彼は今も宇宙の枢軸にいるのだ。彼は衝突する銀河の近くにいた。二つの銀河が接触し怪しげな光輝を放っていた。音がしないのが不思議だった。そこでは星間物質がぶつかり爆発炎上し悲鳴を上げているはずだが、静粛に満ちていた。
私の視界がはっきりとするまでしばらく時間がかかった。アインシュタインは宇宙空間に浮かぶ黒い怪物ではなく、彼はどこかの小さな星にいるようだった。さらに視界は開け、彼は星というよりむしろ小さな岩塊の上に乗っているようだった。

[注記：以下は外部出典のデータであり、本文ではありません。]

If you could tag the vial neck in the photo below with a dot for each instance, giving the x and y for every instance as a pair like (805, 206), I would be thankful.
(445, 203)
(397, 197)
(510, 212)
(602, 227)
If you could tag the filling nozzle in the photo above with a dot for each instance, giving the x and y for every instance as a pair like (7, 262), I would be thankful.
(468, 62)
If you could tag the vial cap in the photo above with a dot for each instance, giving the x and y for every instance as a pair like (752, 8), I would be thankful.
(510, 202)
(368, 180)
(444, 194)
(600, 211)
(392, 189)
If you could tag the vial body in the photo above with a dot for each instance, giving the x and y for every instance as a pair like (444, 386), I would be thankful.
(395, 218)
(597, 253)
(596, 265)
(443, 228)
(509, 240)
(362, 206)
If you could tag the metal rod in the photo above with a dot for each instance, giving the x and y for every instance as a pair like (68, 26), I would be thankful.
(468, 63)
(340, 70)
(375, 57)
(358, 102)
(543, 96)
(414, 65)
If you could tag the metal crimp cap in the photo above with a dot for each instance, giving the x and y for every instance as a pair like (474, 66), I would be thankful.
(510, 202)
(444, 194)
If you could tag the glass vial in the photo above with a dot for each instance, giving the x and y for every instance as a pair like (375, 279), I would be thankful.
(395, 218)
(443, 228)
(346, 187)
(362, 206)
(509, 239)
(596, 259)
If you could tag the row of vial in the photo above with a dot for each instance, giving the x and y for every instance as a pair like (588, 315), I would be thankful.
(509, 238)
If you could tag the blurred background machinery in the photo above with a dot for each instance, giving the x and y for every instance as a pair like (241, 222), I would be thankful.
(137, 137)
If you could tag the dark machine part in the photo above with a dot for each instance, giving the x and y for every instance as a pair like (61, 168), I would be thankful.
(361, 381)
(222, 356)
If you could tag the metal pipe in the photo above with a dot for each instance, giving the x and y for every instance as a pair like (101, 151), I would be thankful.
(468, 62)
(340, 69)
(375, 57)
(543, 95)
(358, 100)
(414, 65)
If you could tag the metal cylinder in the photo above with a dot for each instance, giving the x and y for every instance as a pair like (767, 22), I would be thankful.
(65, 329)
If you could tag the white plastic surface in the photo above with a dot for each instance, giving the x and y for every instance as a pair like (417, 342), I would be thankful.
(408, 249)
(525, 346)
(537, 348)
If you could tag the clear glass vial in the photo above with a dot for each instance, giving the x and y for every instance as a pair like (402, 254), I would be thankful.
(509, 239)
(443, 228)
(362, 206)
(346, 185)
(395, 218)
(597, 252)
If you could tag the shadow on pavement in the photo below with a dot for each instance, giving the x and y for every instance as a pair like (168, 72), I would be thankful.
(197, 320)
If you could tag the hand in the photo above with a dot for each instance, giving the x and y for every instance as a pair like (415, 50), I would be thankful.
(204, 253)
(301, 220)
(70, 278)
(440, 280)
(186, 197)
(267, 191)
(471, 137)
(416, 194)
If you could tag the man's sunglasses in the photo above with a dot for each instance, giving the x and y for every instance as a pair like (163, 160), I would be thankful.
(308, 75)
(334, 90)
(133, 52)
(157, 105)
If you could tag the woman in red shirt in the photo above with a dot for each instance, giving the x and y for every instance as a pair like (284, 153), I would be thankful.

小惑星的な天体であるように思えた。表面は歪で尖った凹凸で覆われていたが、オウムアムアのような細く長い長方形でも、四角形でもピラミッド型でもなく、それなりに球体形状に纏まっていた。彼はここからこの衝突する銀河を観察しているようだった。
その光景はどことなく星の王子さまとでもいった様子なのだ。この岩塊がもしかしたらアインシュタインが語っていた枢の研究所なのだろうか。しかしこのときは尋ねることを思いつかなかった。
私もいつのまにかそこにいるようだった。その時そこは岩塊ではなく研究所へと変貌していた。このときはなんとも思わなかったが、いま思い返せば不思議なことだ。そこには平で艷やかな白い床があり、その上をアインシュタインは歩いていた。
壁は宇宙の暗黒がそのまま反映されているかのように漆黒だった。彼はまっさらの白衣を着て色の濃いネクタイをしており、すごく堂々としていた。その姿は超一級のエリート科学者そのもので、私は気圧されてしまった。
アインシュタインは死後世界ではしょぼくれた老人だった。彼は枢で贖罪の日々を過ごしている。そんなふうに私には感じられていたのだ。しかし今回はぜんぜん違った。今まで私は勘違いをしていたのだろうか。
そんなことを思わせるほど彼には気力や迫力、それに冴え渡る知力がみなぎっていた。なにかとんでもなく場違いなところにきてしまったような気がし、私はここにいることが恥ずかしくなってきた。